You exercise and eat right, but are you doing everything you should to stay healthy? "We women
don't always make time for our health," says Mellanie True Hills, author of A Woman's Guide to Saving Her Own Life: The HEART Program for Health and Longevity. Hills should know. After an EKG in 2003 sent this self-described "road warrior" to the ER with a 95 percent blockage in her coronary artery at age 51, she made her health a priority.
But you shouldn't wait until your 50s. With more advances than ever in medical testing and technology, it's easy to be proactive. Here are the must-have tests and checkups, whether you're 25 or 55, that will help ensure you stay healthy.
What's going on?
Physically, your body is at its strongest, and what you do now may seem like it doesn't affect your health. Truth is, your choices today will influence your wellbeing for years to come. Tests and Checkups
Ensure that your youth sticks around for a while. By always wearing sunscreen, young women have a chance to ward off skin cancer and unattractive sun damage that appears later in life.
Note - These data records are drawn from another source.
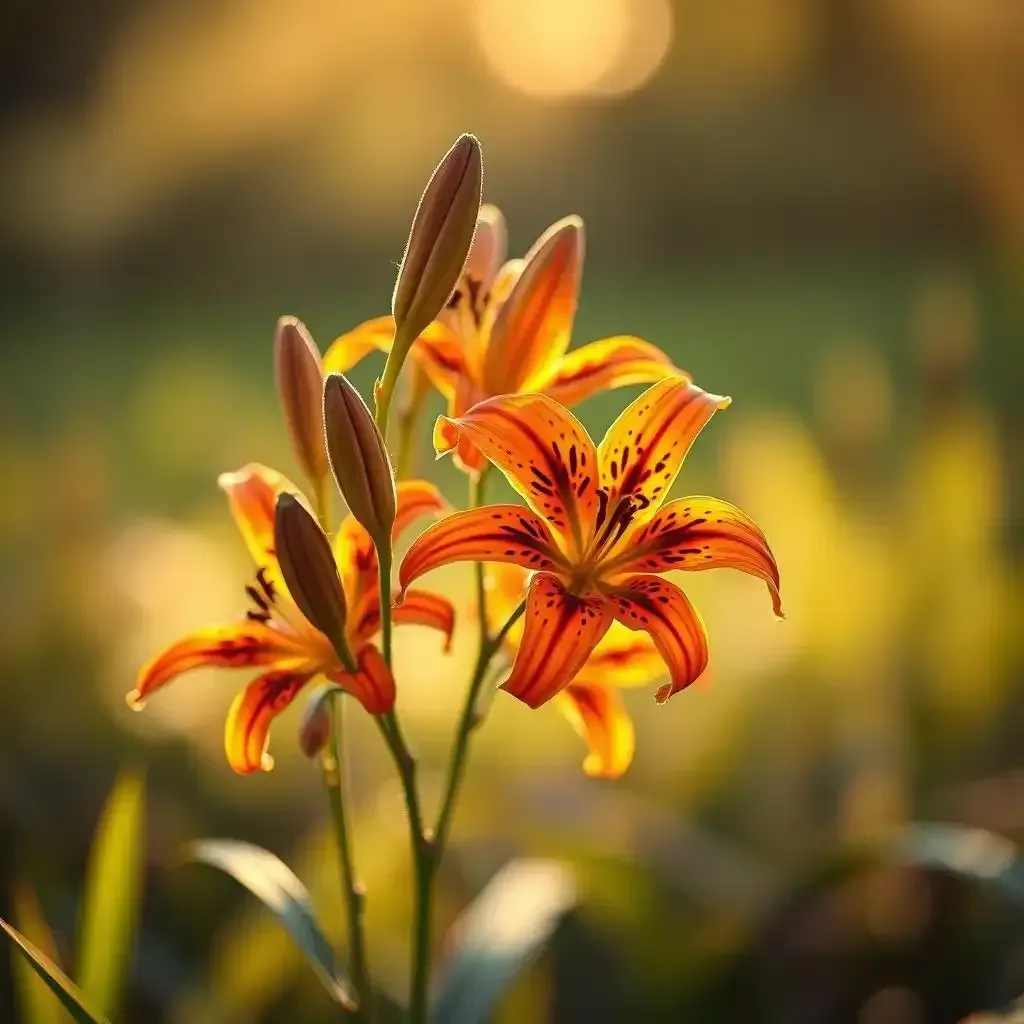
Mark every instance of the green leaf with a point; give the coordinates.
(113, 892)
(272, 882)
(59, 984)
(37, 1003)
(502, 933)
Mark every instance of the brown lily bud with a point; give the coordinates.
(358, 459)
(310, 570)
(438, 242)
(299, 374)
(314, 728)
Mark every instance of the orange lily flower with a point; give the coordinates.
(507, 329)
(596, 532)
(275, 636)
(591, 702)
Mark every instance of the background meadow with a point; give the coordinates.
(816, 208)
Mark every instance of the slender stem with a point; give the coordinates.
(469, 720)
(353, 890)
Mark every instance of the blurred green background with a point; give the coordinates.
(815, 207)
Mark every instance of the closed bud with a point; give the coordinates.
(358, 459)
(314, 729)
(309, 569)
(300, 381)
(438, 243)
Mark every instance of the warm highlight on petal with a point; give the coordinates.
(663, 610)
(559, 633)
(372, 336)
(417, 498)
(542, 449)
(600, 366)
(535, 324)
(699, 532)
(494, 534)
(373, 685)
(247, 731)
(644, 449)
(422, 607)
(597, 714)
(240, 645)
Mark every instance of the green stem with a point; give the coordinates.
(352, 890)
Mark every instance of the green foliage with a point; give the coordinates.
(273, 883)
(504, 931)
(113, 894)
(59, 984)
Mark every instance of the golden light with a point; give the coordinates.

Schedule a skin cancer screening, and talk to your dermatologist about how often you need an exam.
Heart disease can affect women even in their 20s, so it's important to know your cholesterol and blood levels, reports the American Heart Association.
Other basic health tests at this age should include Pap tests and screenings for sexually transmitted diseases. The Centers for Disease Control recommends that girls and women ages 11 through 26 get vaccinated for the human papillomavirus (HPV), a precursor to cervical cancer.
Women who know that breast cancer runs in their families have more power than ever to detect the disease early. According to the National Cancer Institute, about 10 percent of all breast cancer cases are hereditary, and inherited alterations in the genes--BRCA1 and BRCA2--are present in many cases. Now there's a test to identify these genes, allowing young women at high risk the option to plan more aggressive surveillance or even preventative surgeries.
What's going on?
Thirty-something women are usually in the throes of career and life changes. If there's ever a time when we need energy, this is it. "A 35-year-old woman is really the caretaker of the family, so supplements
and vitamins are good," says Dr. Steven Lamm, clinical associate professor of medicine at New York University. "Women are also trying to do it all, so getting enough sleep becomes even more important." Tests and Checkups
The regular physical exams you started in your 20s need to continue annually in your 30s, as do other basic health measures, such as cholesterol and blood sugar tests. If you’re at a higher than average risk of breast cancer, talk with your doctor
about whether to have mammograms before age 40 and how often to have them.
Paying attention to your reproductive health is vital. Regular Pap tests ensure uterine health, and ultrasounds can detect any abnormalities--like endometriosis, fibroids or cysts--that lead to infertility.
Consuming enough calcium becomes more important to prevent osteoporosis--good sources include dairy products, soybeans, broccoli and spinach. It's also critical if you're pregnant or planning a family.